O 7º Simpósio da Rádio Nacional, realizado no dia 21 de setembro, reuniu especialistas e profissionais do setor para discutir a preservação da memória radiofônica brasileira e as inovações necessárias para o futuro do rádio no ambiente digital. Este evento marca a celebração dos 90 anos da emissora, destacando sua relevância contínua em um mundo repleto de novas tecnologias.

A Importância da Preservação da Memória Radiofônica

Durante o simpósio, a discussão central girou em torno da importância de preservar os acervos históricos das emissoras de rádio, que são fundamentais para a identidade cultural e o acesso à informação. Os participantes enfatizaram que a conservação desses registros é crucial não apenas para a memória coletiva, mas também para garantir que futuras gerações tenham acesso à rica história do rádio brasileiro.

O Papel do Museu da Imagem e do Som

Cesar Miranda Ribeiro, presidente do Museu da Imagem e do Som do Rio de Janeiro, destacou a relevância do acervo da Rádio Nacional, que oferece uma rica coleção de materiais desde a década de 70. Ele mencionou que o museu abriga mais de 53 mil itens, incluindo partituras e documentos, muitos dos quais foram doados pela emissora. Essa colaboração é vital para a preservação da cultura brasileira.

Desafios da Digitalização

Maria Carnevale, gerente de acervo da EBC, abordou os desafios da digitalização dos arquivos da Empresa Brasil de Comunicação.
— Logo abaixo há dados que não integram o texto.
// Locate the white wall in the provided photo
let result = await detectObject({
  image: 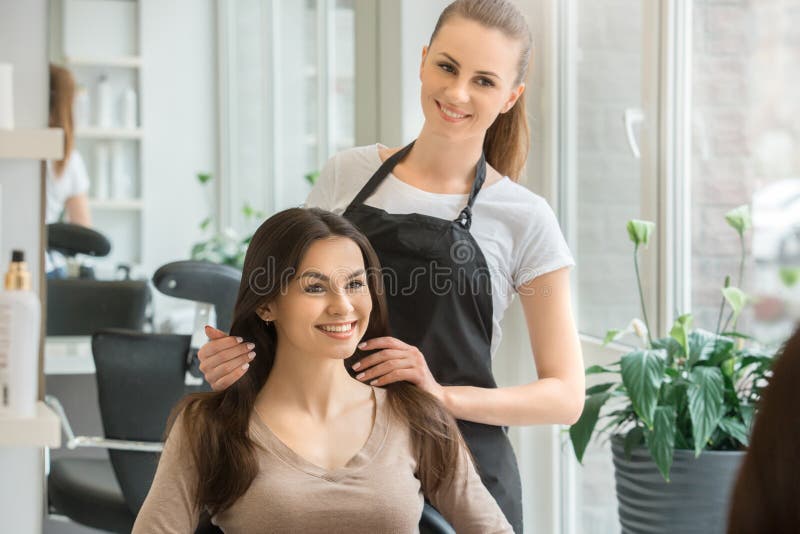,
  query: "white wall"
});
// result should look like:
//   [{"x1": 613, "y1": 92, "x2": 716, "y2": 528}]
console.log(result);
[
  {"x1": 0, "y1": 0, "x2": 48, "y2": 532},
  {"x1": 0, "y1": 0, "x2": 49, "y2": 291}
]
Ela afirmou que a preservação exige critérios rigorosos de seleção e catalogação, além de um esforço humano significativo, mesmo com o auxílio da tecnologia, como a inteligência artificial.
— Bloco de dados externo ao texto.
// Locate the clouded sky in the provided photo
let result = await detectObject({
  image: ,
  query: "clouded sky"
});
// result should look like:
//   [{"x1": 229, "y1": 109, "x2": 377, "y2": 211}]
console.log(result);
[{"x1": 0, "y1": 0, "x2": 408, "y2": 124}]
Números do Acervo Digitalizado

Atualmente, 28,2% do acervo da EBC está digitalizado, o que inclui 7.280 fitas de rolo, 5.969 acetatos e mais de 153 mil páginas de roteiros de radionovelas. Carnevale ressaltou a importância de sistemas de armazenamento e metadados para facilitar a localização e reutilização desse material histórico.
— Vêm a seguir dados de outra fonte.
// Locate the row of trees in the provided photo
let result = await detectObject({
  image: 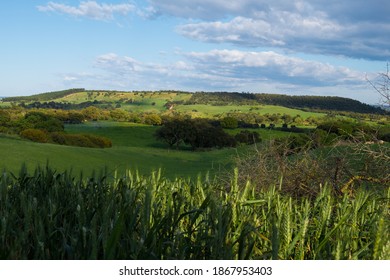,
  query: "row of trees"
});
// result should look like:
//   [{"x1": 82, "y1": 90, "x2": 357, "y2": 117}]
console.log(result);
[
  {"x1": 3, "y1": 112, "x2": 112, "y2": 148},
  {"x1": 155, "y1": 118, "x2": 261, "y2": 150},
  {"x1": 186, "y1": 92, "x2": 389, "y2": 114}
]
Novas Formas de Interação no Rádio Digital

Thays Gripp, coordenadora artística da Rádio Globo, compartilhou a experiência de transformação da emissora para se adaptar ao mercado digital. A Rádio Globo agora interage com o público por meio de diversas plataformas, incluindo TV, redes sociais e podcasts, buscando atrair um público mais jovem e diversificado.

O Futuro do Rádio

O simpósio foi uma oportunidade para refletir sobre a conexão entre passado e futuro no rádio. Ao celebrar sua rica história, os participantes também discutiram os desafios e oportunidades que o futuro digital apresenta, enfatizando a necessidade de inovação contínua no setor.

Em suma, o 7º Simpósio da Rádio Nacional não apenas celebrou os 90 anos da emissora, mas também destacou a importância da preservação da memória e da adaptação às novas tecnologias, garantindo que o rádio continue relevante na era digital.